Dass der Titel als Teaser für die derzeit unglaublich populäre Soap Berlin Tag und Nacht benutzt wird, erzählt einiges. In der Serie geht’s ja im Grunde auch um nichts anderes als Party. Das Figurenensemble entstammt einer nicht gerade gesellschaftskritischen Schicht, die mit ihren kleinen Beziehungsproblemen bzw. der Sucht nach dem nächsten Kick schon ziemlich zu kämpfen hat um ihr Leben irgendwie erfüllt zu empfinden. Schön durchmischt mit allerlei schrägen Figuren und Paradiesvögeln könnte die Serie auch ein ganz sympathisches Abbild unserer Party-Gesellschaft sein. Aber irgendwie ist es dann doch immer wieder ordentlich peinlich zu sehen mit welcher Dummheit da Dinge passieren und getan werden.

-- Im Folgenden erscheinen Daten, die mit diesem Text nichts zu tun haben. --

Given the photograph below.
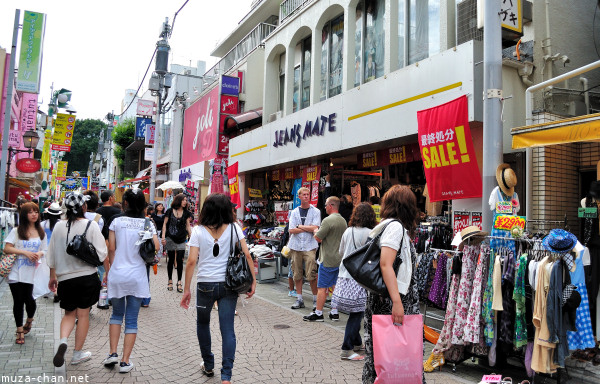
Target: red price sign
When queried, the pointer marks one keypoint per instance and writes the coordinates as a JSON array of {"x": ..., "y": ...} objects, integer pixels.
[{"x": 507, "y": 222}]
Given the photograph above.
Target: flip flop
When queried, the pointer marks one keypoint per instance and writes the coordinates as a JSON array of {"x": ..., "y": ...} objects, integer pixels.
[{"x": 355, "y": 357}]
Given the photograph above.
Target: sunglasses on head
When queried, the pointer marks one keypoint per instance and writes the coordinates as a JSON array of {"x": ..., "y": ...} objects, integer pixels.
[{"x": 216, "y": 248}]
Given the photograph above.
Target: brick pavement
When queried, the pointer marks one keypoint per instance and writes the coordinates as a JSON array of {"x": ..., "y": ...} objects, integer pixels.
[{"x": 167, "y": 350}]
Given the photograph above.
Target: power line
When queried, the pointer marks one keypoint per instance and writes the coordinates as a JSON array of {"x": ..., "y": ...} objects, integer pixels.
[{"x": 141, "y": 83}]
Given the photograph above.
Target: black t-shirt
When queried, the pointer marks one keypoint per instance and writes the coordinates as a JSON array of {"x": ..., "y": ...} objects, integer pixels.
[
  {"x": 107, "y": 213},
  {"x": 176, "y": 227}
]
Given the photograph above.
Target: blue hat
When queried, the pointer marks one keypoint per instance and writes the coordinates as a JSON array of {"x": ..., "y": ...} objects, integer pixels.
[{"x": 559, "y": 241}]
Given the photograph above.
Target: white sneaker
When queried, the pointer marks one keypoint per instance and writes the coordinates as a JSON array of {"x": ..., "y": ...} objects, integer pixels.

Vielleicht ist zu viel Party dann doch nicht so gut für ein selbstbestimmtes Leben. Jedenfalls, wenn es da gar nichts Eigenes gibt. Aber vielleicht bin auch ich jetzt einfach der Spießer, weil ich nicht einsehen kann, dass auch meine Forderung nach Selbstbestimmung und Eigenverantwortung völlig überholt ist.